Switzerland’s radical pledge to bail out Credit Suisse has given the besieged bank a chance to recover from a near-complete collapse in confidence that has rocked global markets.
The measure, equivalent to a blank check from one of the world’s major central banks, recalls former European Central Bank president Mario Draghi’s pledge to do whatever it takes to prop up the euro during the financial crisis more than a decade ago .
The Swiss National Bank and the country’s financial regulator FINMA sought, in a joint statement on Wednesday, to cap months of speculation about the bank’s future that culminated in a 30% drop in the price of its shares on Wednesday.
“If needed, the SNB will provide liquidity to the CS,” they said.
In the early hours of Thursday, Credit Suisse said it was taking “decisive action” to shore up its liquidity, exercising its option to borrow up to 50 billion francs ($54 billion) from the Swiss National Bank.

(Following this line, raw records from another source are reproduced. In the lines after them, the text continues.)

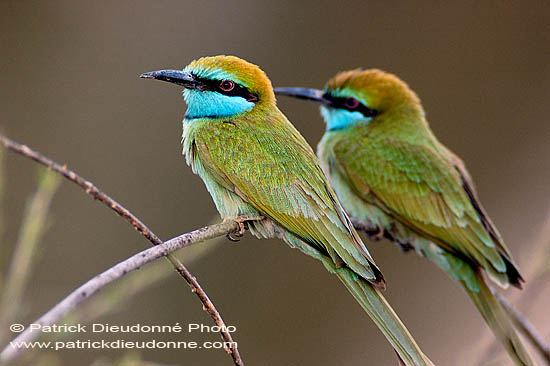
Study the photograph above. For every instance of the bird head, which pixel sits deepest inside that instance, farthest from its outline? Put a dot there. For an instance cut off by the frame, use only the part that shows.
(219, 86)
(357, 96)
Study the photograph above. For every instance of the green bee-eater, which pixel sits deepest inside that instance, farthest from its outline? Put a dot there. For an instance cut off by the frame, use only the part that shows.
(396, 180)
(255, 163)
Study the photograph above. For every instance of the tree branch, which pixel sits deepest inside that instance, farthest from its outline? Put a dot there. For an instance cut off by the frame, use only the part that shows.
(134, 262)
(97, 194)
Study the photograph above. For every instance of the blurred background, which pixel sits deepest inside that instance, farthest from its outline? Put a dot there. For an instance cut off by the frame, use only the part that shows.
(70, 89)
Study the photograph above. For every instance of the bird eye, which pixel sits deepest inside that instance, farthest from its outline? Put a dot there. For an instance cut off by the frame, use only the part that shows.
(227, 85)
(351, 103)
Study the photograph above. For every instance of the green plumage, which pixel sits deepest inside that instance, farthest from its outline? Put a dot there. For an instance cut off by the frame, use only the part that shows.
(256, 163)
(395, 179)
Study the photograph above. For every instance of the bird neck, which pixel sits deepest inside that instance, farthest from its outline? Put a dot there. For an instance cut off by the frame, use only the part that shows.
(211, 104)
(338, 119)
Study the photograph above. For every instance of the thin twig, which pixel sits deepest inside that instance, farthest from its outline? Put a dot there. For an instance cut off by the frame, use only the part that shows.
(117, 271)
(92, 190)
(32, 229)
(523, 324)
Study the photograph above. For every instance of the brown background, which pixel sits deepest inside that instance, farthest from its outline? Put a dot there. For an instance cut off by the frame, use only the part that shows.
(70, 89)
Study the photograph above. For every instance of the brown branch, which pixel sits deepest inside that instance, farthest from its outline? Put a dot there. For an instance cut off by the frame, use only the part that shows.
(117, 271)
(523, 324)
(97, 194)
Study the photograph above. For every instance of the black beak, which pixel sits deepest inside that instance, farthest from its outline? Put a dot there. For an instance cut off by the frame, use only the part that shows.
(314, 95)
(178, 77)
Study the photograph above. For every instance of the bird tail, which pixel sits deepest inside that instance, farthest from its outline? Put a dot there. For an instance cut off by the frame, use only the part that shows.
(385, 318)
(499, 322)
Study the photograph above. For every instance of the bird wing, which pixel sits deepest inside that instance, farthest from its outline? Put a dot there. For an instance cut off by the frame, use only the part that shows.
(273, 169)
(426, 192)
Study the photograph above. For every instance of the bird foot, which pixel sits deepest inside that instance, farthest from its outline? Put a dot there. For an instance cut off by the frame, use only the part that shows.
(241, 221)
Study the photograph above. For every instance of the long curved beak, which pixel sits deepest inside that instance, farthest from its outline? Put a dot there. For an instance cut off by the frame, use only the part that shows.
(314, 95)
(178, 77)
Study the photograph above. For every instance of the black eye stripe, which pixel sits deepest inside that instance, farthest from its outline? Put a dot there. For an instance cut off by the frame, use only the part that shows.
(237, 91)
(340, 103)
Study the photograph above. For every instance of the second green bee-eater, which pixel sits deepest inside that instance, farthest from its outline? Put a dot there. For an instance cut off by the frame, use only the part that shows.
(254, 162)
(396, 180)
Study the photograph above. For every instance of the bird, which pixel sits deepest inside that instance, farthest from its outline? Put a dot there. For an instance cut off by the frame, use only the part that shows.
(397, 181)
(255, 163)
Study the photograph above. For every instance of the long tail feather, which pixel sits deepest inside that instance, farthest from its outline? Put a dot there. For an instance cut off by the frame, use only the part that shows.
(385, 318)
(499, 322)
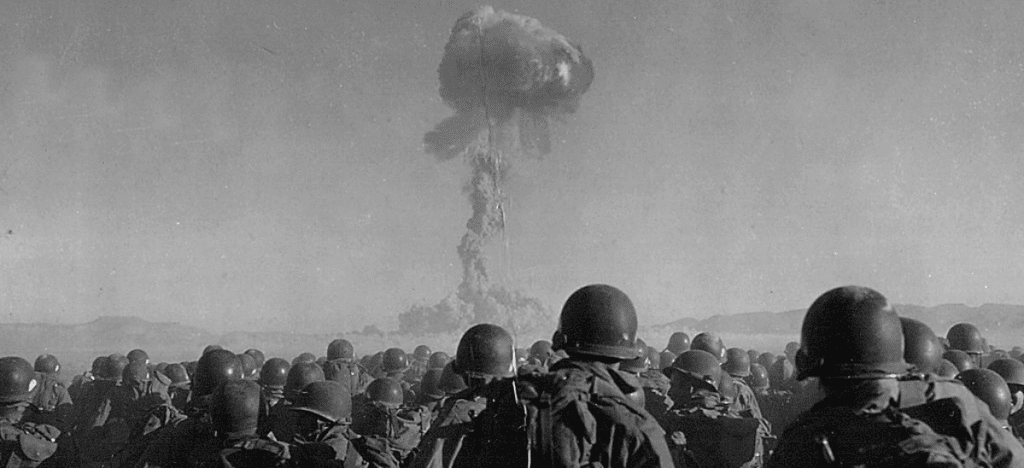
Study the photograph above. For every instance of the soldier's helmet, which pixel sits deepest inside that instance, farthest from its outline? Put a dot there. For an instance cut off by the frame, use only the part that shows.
(176, 373)
(759, 377)
(851, 332)
(213, 369)
(394, 359)
(306, 357)
(299, 376)
(386, 391)
(340, 349)
(327, 399)
(597, 321)
(114, 367)
(711, 343)
(211, 347)
(135, 373)
(638, 364)
(1011, 370)
(780, 374)
(947, 370)
(921, 346)
(438, 359)
(666, 357)
(17, 380)
(967, 338)
(678, 342)
(47, 364)
(541, 350)
(484, 350)
(138, 354)
(274, 373)
(451, 382)
(737, 363)
(697, 365)
(960, 358)
(429, 384)
(422, 353)
(235, 406)
(989, 387)
(248, 366)
(258, 355)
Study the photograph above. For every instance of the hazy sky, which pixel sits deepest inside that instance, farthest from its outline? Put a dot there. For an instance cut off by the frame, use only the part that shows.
(257, 164)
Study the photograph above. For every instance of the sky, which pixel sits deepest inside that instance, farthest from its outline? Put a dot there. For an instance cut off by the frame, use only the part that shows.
(258, 165)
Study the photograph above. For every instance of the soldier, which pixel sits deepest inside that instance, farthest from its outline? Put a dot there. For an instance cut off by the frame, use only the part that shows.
(388, 430)
(853, 345)
(678, 343)
(484, 354)
(272, 378)
(323, 427)
(233, 413)
(51, 403)
(175, 440)
(967, 338)
(280, 421)
(342, 368)
(180, 385)
(1012, 372)
(597, 330)
(705, 428)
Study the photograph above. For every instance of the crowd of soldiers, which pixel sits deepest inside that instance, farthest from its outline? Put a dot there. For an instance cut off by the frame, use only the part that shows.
(863, 387)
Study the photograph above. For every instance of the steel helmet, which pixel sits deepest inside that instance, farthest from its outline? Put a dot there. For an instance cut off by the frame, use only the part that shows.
(678, 342)
(299, 376)
(851, 332)
(698, 365)
(327, 399)
(138, 354)
(921, 346)
(422, 352)
(710, 342)
(47, 364)
(1011, 370)
(960, 358)
(484, 350)
(386, 391)
(215, 368)
(947, 370)
(989, 387)
(737, 363)
(759, 377)
(176, 373)
(235, 406)
(394, 360)
(274, 373)
(598, 321)
(428, 385)
(666, 357)
(967, 338)
(438, 359)
(340, 349)
(258, 355)
(306, 357)
(17, 380)
(638, 364)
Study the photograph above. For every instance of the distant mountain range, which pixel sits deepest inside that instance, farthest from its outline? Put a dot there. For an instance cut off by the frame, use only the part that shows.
(77, 344)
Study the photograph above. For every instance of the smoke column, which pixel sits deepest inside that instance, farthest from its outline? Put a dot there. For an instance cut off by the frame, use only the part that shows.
(505, 76)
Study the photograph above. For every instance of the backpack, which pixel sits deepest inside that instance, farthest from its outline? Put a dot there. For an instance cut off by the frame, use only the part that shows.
(841, 436)
(547, 420)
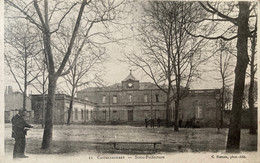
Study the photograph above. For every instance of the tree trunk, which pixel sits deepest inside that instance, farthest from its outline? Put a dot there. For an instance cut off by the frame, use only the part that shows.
(167, 124)
(252, 128)
(47, 135)
(233, 140)
(25, 81)
(176, 115)
(71, 107)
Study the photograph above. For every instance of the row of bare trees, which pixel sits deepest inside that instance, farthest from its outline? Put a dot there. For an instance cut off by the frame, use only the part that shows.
(172, 35)
(60, 26)
(175, 40)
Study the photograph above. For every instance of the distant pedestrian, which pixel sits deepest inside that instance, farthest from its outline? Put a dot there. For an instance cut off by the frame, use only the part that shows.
(146, 122)
(19, 130)
(180, 121)
(159, 122)
(152, 122)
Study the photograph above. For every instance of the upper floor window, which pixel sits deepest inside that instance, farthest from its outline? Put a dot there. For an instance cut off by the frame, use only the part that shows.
(145, 98)
(130, 98)
(157, 97)
(114, 99)
(76, 114)
(104, 99)
(199, 112)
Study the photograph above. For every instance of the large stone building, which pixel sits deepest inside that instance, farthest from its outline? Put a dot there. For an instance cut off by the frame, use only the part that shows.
(130, 101)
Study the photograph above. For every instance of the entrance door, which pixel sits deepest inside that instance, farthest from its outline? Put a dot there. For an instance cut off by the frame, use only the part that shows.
(130, 115)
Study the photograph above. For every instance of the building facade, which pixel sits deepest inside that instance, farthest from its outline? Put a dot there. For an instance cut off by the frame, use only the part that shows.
(82, 111)
(131, 101)
(14, 103)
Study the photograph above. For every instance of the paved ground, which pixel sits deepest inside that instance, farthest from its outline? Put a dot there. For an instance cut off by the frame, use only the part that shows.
(78, 140)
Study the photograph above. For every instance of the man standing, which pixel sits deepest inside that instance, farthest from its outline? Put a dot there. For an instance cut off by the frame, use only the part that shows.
(158, 122)
(152, 122)
(19, 130)
(146, 122)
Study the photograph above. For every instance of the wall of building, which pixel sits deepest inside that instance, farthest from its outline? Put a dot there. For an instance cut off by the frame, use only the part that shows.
(81, 113)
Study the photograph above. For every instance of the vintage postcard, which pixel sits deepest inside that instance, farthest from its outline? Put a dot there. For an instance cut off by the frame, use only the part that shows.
(129, 81)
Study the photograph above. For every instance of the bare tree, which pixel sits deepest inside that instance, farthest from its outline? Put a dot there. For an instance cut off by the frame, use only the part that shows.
(170, 56)
(86, 71)
(253, 87)
(49, 17)
(22, 50)
(223, 61)
(239, 15)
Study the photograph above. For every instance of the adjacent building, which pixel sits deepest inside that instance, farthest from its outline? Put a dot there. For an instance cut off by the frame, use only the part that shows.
(82, 111)
(130, 101)
(14, 102)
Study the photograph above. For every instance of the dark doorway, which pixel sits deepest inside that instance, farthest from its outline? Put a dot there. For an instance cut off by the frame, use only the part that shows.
(130, 115)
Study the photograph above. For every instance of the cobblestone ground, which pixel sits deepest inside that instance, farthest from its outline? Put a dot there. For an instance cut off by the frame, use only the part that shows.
(77, 139)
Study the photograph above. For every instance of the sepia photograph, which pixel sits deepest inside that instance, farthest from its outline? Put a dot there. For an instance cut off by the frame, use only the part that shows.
(130, 81)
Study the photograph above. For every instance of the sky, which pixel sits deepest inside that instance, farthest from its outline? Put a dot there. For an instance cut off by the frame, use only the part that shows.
(116, 70)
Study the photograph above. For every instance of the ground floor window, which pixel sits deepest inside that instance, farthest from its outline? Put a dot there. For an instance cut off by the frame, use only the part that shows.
(199, 112)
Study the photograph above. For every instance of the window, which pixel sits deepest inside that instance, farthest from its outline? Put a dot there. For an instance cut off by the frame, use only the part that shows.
(145, 98)
(198, 112)
(76, 114)
(82, 114)
(87, 115)
(114, 99)
(130, 98)
(104, 99)
(157, 97)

The measure in support of the group aims to stem a crisis of confidence in the second largest Swiss bank, the result of years of scandals and losses. It’s a step up from a comprehensive bailout like those seen during the financial crisis over a decade ago.
But it leaves the central bank firmly engaged should bank confidence spiral again. Meanwhile, Credit Suisse has yet to move forward with a sweeping restructuring undertaken in October to restore profitability.
“AVOID THE CHAOS”
The state bailout came after one of the worst days in the bank’s recent history, one that rattled the nerves of politicians and bankers across Europe.
“You can only advise Switzerland to quickly organize a rescue package… to restore confidence,” a European government source said ahead of the announcement. “The goal must be to avoid chaos.”
Long a concern, the bank’s troubles came to a head last year amid a storm of social media speculation it could collapse. Since then, Credit Suisse has struggled to recover after clients withdrew about $120 billion in the fourth quarter.
The provision of the Swiss central bank aims to dispel these doubts. Credit Suisse is the first global systemically important bank to receive a tailor-made lifeline since the 2008 global financial crisis.
Shares of Credit Suisse rose 32% on Thursday, retracing Wednesday’s losses.
But while the funding secures the bank’s future, it does little to resolve the group’s strategic confusion and its inability to convince investors and customers that it can move on.
The bank sought to restore profitability by moving away from investment banking and bond trading to focus on money management for the wealthy.
The plan hinges on the bank’s ability to find sponsors for the investment banking division it wants to create, while also being able to scale up asset management.
The bank saw revenues from trading stocks and bonds fall 88% in the final three months of 2022 compared with a year earlier, in part as clients moved their businesses elsewhere, Reuters reported in early March.
Within hours of the rescue, some were expressing skepticism.
“They’re going to support this thing and walk around as if it’s alive, but basically it’s going to be a state-controlled zombie bank,” said Thomas Hayes, chairman and managing director of Great Hill Capital.
A UK equity manager said that while the bailout could prevent the bank’s shares from falling, the bank may be forced to consider selling assets such as its Swiss branch. Other analysts on Wednesday said the bank may need a break.
In their joint statement on Wednesday, the Swiss National Bank and financial regulator FINMA said the “current turbulence in the US banking market” will have no repercussions for banks in Switzerland.